Это известие повергло меня в легкий шок.

– Врач? Значит, Великий хан болен?

– Болезнь, применительно к данному случаю, не совсем подходящее слово. Великий хан предпочитает жить в роскоши и бездействии, вместо того чтобы лично вести свои войска на завоевание новых земель.

– Он не может сделать этого, – возразил я, припомнив слова Угэдэя о том, что он устал от вида крови.

– Я готов согласиться с вами. Он не может. Хулагу, Субудай, Кубилай, те всегда находятся во главе своих армий. Миссия Угэдэя – оставаться в Каракоруме и играть роль Великого хана.

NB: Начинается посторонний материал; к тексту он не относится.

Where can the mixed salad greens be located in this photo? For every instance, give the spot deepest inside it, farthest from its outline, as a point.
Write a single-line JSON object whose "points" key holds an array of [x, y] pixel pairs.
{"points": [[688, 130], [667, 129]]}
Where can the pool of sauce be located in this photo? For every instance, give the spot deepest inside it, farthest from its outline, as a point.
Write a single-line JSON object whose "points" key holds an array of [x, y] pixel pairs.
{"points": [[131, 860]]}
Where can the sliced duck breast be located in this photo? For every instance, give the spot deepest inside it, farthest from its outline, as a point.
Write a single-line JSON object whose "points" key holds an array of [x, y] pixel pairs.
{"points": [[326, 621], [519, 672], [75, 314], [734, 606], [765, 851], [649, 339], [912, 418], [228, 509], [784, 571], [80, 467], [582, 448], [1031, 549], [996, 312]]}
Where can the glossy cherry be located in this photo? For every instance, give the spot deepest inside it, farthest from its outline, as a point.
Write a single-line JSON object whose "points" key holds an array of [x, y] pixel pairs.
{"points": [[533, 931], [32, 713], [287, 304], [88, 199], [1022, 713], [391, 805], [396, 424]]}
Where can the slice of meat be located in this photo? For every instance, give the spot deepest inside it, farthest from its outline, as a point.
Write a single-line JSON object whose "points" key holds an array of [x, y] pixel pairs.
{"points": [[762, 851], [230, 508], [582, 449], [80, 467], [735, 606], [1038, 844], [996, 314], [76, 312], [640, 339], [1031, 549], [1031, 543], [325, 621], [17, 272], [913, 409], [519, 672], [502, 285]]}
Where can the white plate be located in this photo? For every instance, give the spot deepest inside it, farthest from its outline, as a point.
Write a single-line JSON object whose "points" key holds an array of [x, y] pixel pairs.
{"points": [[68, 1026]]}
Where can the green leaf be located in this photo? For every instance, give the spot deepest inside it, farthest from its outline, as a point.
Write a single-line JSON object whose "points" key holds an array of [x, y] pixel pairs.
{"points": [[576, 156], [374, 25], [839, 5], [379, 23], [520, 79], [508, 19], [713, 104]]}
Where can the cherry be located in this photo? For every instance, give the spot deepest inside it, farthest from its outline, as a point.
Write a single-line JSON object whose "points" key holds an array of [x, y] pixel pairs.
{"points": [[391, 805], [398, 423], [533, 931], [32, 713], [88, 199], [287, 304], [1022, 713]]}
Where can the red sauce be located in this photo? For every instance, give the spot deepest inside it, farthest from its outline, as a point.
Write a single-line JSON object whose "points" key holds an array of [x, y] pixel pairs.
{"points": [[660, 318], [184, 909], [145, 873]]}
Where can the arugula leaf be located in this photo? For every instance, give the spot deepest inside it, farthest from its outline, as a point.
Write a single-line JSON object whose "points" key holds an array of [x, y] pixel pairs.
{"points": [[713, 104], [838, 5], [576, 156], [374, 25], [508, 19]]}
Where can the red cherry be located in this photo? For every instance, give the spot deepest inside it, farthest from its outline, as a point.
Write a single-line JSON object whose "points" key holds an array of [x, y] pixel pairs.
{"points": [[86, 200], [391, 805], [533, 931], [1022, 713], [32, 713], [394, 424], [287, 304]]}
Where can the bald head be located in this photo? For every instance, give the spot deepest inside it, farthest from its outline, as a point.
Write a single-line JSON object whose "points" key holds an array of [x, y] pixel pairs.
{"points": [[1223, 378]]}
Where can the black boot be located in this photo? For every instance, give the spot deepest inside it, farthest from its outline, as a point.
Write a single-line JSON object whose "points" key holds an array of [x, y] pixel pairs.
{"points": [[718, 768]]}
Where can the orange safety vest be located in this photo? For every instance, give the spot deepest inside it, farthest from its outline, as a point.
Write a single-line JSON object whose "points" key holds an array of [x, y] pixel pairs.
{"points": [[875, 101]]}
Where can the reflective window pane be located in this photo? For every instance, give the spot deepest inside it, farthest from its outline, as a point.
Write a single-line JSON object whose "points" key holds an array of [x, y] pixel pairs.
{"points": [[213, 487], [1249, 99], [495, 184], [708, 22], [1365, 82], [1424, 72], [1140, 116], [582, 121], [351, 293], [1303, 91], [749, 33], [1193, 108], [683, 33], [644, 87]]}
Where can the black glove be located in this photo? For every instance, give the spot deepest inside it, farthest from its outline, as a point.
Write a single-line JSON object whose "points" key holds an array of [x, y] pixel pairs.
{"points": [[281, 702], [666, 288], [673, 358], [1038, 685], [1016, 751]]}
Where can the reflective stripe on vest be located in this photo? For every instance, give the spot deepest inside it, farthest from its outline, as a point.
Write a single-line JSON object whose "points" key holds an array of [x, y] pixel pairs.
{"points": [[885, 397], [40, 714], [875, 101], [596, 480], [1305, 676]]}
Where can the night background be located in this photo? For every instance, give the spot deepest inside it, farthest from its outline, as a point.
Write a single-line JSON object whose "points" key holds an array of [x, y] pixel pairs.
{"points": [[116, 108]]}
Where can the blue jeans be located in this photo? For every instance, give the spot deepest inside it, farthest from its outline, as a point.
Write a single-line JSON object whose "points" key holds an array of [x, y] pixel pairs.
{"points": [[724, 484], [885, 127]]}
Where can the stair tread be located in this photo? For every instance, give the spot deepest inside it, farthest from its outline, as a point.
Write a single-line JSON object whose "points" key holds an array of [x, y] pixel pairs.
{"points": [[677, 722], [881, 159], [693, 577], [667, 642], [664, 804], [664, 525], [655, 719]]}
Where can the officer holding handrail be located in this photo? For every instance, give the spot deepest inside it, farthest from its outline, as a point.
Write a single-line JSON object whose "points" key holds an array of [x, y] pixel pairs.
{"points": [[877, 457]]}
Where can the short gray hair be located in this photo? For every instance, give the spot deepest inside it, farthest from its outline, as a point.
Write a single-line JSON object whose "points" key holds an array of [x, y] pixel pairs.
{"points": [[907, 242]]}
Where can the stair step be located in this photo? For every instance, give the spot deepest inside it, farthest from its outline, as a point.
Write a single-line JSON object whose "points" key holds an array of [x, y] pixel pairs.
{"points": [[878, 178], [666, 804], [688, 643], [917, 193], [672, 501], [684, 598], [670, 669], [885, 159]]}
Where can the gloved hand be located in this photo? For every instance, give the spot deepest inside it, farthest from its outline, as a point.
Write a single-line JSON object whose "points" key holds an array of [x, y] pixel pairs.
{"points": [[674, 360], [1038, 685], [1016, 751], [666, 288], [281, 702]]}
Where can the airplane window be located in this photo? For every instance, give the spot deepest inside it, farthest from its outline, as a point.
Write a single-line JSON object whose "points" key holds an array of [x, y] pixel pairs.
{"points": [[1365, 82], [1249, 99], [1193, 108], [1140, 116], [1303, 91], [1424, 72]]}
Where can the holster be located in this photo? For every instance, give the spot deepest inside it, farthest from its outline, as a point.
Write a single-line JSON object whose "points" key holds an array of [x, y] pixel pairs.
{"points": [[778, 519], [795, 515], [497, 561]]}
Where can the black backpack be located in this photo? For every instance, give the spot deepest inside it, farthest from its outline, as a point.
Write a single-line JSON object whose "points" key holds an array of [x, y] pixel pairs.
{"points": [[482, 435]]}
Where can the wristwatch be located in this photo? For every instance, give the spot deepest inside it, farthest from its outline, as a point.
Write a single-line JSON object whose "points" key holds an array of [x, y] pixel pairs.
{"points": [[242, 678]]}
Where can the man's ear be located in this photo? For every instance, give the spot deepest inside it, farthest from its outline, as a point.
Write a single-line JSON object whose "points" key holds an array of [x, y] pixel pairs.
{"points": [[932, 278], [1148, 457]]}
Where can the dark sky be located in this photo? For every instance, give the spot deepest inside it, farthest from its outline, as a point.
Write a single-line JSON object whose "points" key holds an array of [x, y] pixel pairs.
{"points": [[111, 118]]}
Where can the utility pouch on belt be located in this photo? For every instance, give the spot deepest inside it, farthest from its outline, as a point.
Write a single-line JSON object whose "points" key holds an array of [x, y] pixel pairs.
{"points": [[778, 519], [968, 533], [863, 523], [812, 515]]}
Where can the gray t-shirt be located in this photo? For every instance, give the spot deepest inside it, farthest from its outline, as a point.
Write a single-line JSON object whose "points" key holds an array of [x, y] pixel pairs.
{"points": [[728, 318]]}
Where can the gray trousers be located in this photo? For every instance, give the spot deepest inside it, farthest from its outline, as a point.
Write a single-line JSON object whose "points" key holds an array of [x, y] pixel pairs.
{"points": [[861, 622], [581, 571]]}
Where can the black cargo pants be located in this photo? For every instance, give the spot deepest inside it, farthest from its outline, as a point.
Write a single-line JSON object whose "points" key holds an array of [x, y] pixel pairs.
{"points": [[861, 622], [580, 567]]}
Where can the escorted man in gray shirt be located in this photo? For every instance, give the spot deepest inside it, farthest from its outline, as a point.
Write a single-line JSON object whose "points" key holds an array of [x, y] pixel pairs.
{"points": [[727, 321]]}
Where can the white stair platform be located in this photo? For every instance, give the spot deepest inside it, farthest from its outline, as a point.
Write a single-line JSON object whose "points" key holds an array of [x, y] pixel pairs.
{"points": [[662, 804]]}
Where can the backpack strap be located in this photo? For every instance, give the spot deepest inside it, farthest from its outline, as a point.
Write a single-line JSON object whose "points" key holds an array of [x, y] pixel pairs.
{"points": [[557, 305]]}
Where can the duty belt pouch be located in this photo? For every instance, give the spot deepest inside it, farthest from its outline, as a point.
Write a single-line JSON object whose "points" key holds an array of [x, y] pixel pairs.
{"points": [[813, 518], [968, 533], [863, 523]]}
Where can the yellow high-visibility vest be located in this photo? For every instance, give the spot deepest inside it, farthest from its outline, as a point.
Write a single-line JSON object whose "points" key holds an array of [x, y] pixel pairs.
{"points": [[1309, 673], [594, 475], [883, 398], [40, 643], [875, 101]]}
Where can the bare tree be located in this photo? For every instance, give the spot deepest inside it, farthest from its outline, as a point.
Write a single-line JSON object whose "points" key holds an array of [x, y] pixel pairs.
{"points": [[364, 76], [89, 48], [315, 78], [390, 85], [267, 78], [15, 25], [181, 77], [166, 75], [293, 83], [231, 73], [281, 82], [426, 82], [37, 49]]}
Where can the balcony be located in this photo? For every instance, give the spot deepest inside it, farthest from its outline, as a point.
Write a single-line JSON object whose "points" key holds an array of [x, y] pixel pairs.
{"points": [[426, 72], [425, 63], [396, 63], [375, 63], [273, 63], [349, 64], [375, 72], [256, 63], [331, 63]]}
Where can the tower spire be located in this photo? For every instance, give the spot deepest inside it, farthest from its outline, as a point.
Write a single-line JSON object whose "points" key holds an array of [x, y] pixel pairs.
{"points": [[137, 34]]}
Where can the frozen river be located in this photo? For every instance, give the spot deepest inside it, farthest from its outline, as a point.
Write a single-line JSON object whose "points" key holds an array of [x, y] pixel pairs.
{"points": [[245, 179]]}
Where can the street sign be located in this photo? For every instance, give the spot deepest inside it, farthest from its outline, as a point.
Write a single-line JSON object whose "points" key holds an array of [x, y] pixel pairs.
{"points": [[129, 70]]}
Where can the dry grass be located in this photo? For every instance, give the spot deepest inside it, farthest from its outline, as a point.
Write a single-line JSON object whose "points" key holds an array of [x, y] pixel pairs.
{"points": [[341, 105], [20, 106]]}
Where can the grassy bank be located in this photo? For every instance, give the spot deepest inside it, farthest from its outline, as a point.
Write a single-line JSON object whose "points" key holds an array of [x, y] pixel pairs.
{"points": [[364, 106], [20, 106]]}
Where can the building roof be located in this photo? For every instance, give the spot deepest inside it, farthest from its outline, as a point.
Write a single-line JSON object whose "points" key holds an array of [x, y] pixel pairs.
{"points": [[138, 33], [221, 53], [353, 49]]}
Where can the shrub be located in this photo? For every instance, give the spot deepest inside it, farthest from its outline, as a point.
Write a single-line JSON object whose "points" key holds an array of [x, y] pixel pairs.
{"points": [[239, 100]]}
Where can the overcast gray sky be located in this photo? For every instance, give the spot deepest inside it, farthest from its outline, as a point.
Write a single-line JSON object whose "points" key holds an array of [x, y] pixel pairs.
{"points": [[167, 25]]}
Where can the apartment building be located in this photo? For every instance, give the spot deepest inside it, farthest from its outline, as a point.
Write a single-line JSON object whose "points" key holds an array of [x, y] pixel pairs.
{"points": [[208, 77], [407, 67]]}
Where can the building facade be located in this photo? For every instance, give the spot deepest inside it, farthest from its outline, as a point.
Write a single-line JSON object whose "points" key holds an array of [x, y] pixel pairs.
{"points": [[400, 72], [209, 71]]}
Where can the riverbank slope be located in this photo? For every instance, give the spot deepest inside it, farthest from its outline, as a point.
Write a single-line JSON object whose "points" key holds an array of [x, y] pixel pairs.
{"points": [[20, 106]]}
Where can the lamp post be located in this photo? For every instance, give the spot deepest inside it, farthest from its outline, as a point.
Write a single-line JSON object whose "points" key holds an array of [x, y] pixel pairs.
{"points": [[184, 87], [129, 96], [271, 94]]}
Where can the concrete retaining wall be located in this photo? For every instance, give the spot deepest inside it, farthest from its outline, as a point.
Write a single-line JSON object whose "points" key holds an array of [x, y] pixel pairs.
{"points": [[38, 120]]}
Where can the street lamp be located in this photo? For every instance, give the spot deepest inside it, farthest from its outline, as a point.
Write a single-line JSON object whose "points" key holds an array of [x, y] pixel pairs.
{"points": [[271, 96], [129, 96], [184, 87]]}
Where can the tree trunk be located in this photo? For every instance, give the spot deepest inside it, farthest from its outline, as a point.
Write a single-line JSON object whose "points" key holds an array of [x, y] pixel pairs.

Если он начнет собирать армии, это может вызвать недоумение среди орхонов. Все земли вокруг давно брошены к ногам Великого хана.

Кажется, я начинал понимать суть проблемы, к которой осторожно подводил меня старый мандарин. Угэдэю нечего было покорять. Китай, Европа, Ближний Восток уже покорились монголам. Любой его шаг мог привести только в возобновлению древней вражды между самими монголами.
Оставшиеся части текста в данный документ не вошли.